Open cfal opened 3 weeks ago

cfal commented 3 weeks ago

supermaven-nvim adds a TextChanged autocmd here which calls binary:on_update https://github.com/supermaven-inc/supermaven-nvim/blob/d71257f431e190d9236d7f30da4c2d659389e91f/lua/supermaven-nvim/document_listener.lua#L20

BinaryLifecycle:on_update sends everything to stdin which i assume ends up writing to the server (it's a closed source binary that is fetched so i can't easily check): https://github.com/supermaven-inc/supermaven-nvim/blob/d71257f431e190d9236d7f30da4c2d659389e91f/lua/supermaven-nvim/binary/binary_handler.lua#L77

this code path never seems to hit poll_once which is the only place where ignore_filetypes seems to be checked: https://github.com/supermaven-inc/supermaven-nvim/blob/d71257f431e190d9236d7f30da4c2d659389e91f/lua/supermaven-nvim/binary/binary_handler.lua#L293

it seems misleading that ignore_filetypes doesn't actually ignore files of that filetype and instead will send everything in every buffer backed by a file.

cfal commented 3 weeks ago

seems like this is a dupe of https://github.com/supermaven-inc/supermaven-nvim/pull/35/files from 3 months ago which isn't even merged. what an incredible lack of urgency for a huge privacy issue.

sm-victorw commented 3 weeks ago

https://github.com/supermaven-inc/supermaven-nvim/pull/35/files does not address the issue being raised here, as the sm-agent binary automatically includes files in the git repo as part of the context, even if they are not opened.

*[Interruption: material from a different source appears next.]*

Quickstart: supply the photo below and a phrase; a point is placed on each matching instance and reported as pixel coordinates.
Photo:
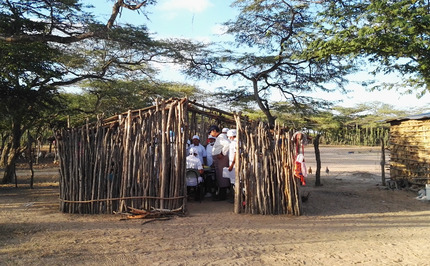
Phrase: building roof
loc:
(412, 117)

If a file contains sensitive information it should be included in .gitignore, as Supermaven does not send .gitignore files to the server even if they are opened. Alternatively, you could include a .supermavenignore and globs specified in that file will also not be sent to the server.

This isn't clear from documentation, so I think we could change that...

cfal commented 3 weeks ago

https://github.com/supermaven-inc/supermaven-nvim/pull/35/files does not address the issue being raised here, as the sm-agent binary automatically includes files in the git repo as part of the context, even if they are not opened.

this also needs to be clearly documented.

If a file contains sensitive information it should be included in .gitignore, as Supermaven does not send .gitignore files to the server even if they are opened. Alternatively, you could include a .supermavenignore and globs specified in that file will also not be sent to the server.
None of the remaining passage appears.